A statement issued by government spokesman Militiades Papaioannou said Greece had “very strong reservations” about the sanctions and had not yet decided whether to apply them.
“National factors and solid proof about the guilt of certain countries for terrorist activities, something which has not yet been provided, will be taken into consideration regarding our country’s application, or nonapplication of the measures decided,” Papaioannou’s statement said.
Earlier today, aides to Papaioannou had provided assurances that Greece would join its 11 Common Market partners in applying the measures against Libya.
The Common Market foreign ministers agreed Monday to cut Libyan embassy staff levels and restrict the movement of Libyan diplomats in their countries.

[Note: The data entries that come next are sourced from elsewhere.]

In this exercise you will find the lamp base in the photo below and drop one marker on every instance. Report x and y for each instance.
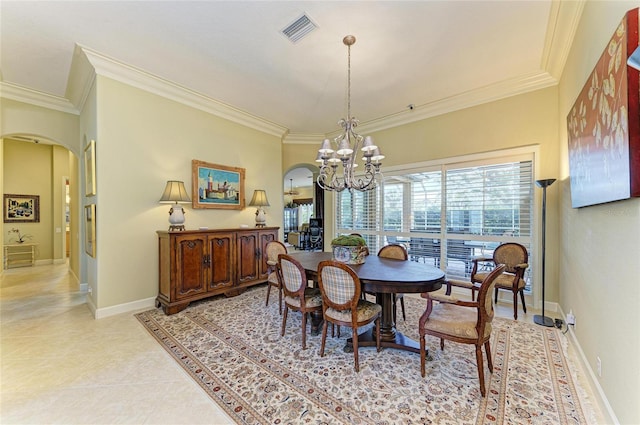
(543, 321)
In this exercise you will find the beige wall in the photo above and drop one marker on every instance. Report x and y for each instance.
(600, 254)
(142, 141)
(59, 127)
(525, 120)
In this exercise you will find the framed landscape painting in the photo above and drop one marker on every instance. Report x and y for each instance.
(217, 186)
(603, 126)
(21, 208)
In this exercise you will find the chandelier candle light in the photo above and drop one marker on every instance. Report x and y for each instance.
(346, 149)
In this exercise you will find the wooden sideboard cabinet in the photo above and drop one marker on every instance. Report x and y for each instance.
(196, 264)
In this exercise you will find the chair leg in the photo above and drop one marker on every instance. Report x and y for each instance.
(284, 319)
(325, 325)
(395, 309)
(487, 349)
(268, 292)
(423, 355)
(304, 331)
(377, 322)
(354, 338)
(480, 369)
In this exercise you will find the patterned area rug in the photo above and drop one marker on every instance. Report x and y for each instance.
(233, 349)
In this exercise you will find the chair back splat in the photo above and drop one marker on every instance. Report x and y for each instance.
(297, 296)
(273, 249)
(466, 322)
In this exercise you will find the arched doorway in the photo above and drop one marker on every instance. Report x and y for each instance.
(302, 202)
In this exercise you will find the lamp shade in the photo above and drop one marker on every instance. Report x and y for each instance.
(174, 192)
(259, 199)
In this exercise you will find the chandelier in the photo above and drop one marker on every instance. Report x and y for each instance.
(344, 150)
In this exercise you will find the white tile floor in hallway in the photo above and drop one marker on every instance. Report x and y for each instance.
(60, 366)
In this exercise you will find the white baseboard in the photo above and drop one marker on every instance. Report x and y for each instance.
(601, 398)
(101, 313)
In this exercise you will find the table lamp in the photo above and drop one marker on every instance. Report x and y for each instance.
(259, 200)
(175, 193)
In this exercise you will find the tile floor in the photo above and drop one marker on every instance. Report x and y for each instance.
(60, 366)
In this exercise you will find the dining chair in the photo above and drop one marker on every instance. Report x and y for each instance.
(516, 258)
(273, 249)
(342, 304)
(466, 322)
(297, 295)
(397, 252)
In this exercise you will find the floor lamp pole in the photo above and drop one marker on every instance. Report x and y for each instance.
(542, 319)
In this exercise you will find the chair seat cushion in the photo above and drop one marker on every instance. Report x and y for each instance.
(504, 281)
(456, 321)
(273, 278)
(365, 311)
(312, 298)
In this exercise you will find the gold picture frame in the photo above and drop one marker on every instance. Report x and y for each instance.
(217, 186)
(90, 229)
(90, 168)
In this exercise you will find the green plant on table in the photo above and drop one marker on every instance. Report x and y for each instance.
(349, 240)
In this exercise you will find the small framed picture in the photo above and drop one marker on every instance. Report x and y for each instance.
(90, 168)
(21, 208)
(90, 229)
(217, 186)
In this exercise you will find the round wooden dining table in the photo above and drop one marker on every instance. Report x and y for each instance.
(384, 277)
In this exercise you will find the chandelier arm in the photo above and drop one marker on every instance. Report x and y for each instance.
(347, 145)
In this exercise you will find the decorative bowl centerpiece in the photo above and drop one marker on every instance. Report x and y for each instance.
(349, 249)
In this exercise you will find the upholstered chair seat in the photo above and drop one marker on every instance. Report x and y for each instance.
(297, 295)
(365, 312)
(312, 298)
(342, 304)
(515, 257)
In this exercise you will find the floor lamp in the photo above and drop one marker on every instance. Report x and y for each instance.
(542, 319)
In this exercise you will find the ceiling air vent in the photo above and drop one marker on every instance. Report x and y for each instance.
(299, 28)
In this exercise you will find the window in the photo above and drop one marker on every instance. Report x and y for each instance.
(448, 213)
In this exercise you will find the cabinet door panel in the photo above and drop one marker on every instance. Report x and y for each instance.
(190, 271)
(222, 254)
(247, 249)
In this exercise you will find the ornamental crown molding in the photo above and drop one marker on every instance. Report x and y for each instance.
(130, 75)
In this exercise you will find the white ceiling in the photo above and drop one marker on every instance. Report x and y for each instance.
(436, 55)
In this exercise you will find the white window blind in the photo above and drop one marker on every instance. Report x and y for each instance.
(447, 214)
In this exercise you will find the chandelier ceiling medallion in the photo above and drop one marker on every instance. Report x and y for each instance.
(344, 150)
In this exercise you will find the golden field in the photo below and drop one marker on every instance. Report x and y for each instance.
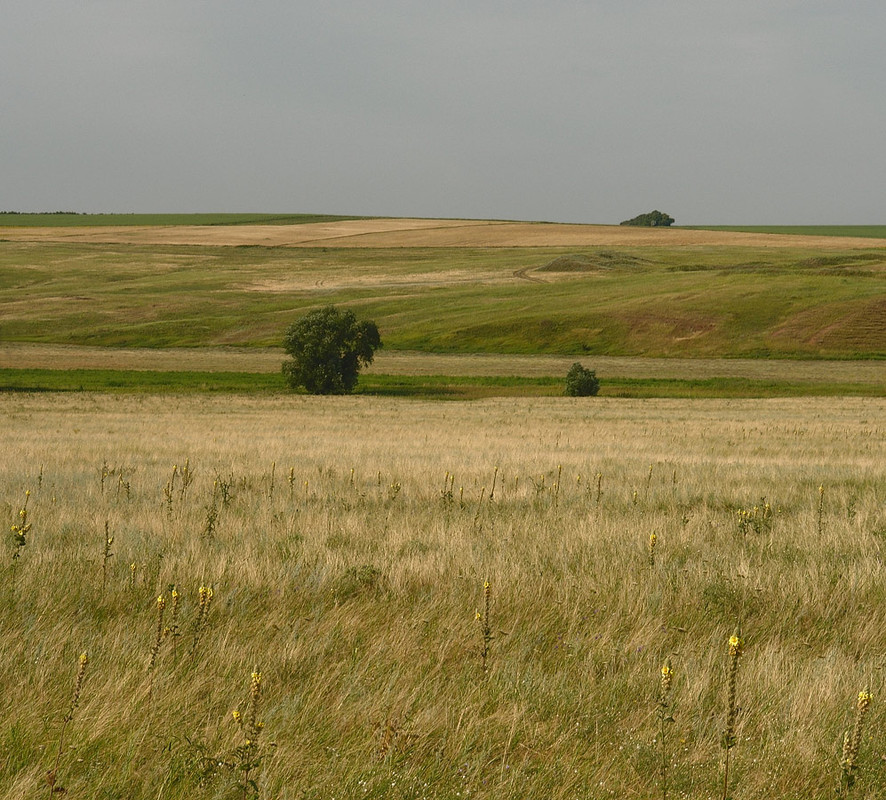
(346, 542)
(394, 233)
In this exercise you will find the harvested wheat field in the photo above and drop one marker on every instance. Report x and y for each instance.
(299, 597)
(378, 233)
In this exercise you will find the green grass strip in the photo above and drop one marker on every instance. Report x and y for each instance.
(439, 387)
(63, 219)
(861, 231)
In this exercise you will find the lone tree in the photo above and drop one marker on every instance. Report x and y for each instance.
(654, 219)
(581, 382)
(328, 349)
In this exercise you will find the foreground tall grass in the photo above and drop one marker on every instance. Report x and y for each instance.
(345, 560)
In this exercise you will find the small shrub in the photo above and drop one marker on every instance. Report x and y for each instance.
(581, 382)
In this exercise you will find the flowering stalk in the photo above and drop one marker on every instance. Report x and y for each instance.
(852, 741)
(729, 740)
(664, 717)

They also agreed to trim their diplomatic missions in Tripoli, the capital of Libya, and introduce stricter visa controls on all Libyans. (Story on Page 6.)
Greece hesitated at first about approving the sanctions and did so after winning agreement from other members on “beginning a political dialogue between the (European Economic) Community and Libya,” Papaioannou’s statement said.
Premier Andreas Papandreou’s ruling Panhellenic Socialist Movement and Libyan leader Col. Moammar Kadafi’s regime have a close relationship.
Meanwhile, security police sources, speaking on condition of anonymity, said more than 30 Arabs, including a number of Libyans, have been deported from Greece since the U.S. air strike as part of routine checks.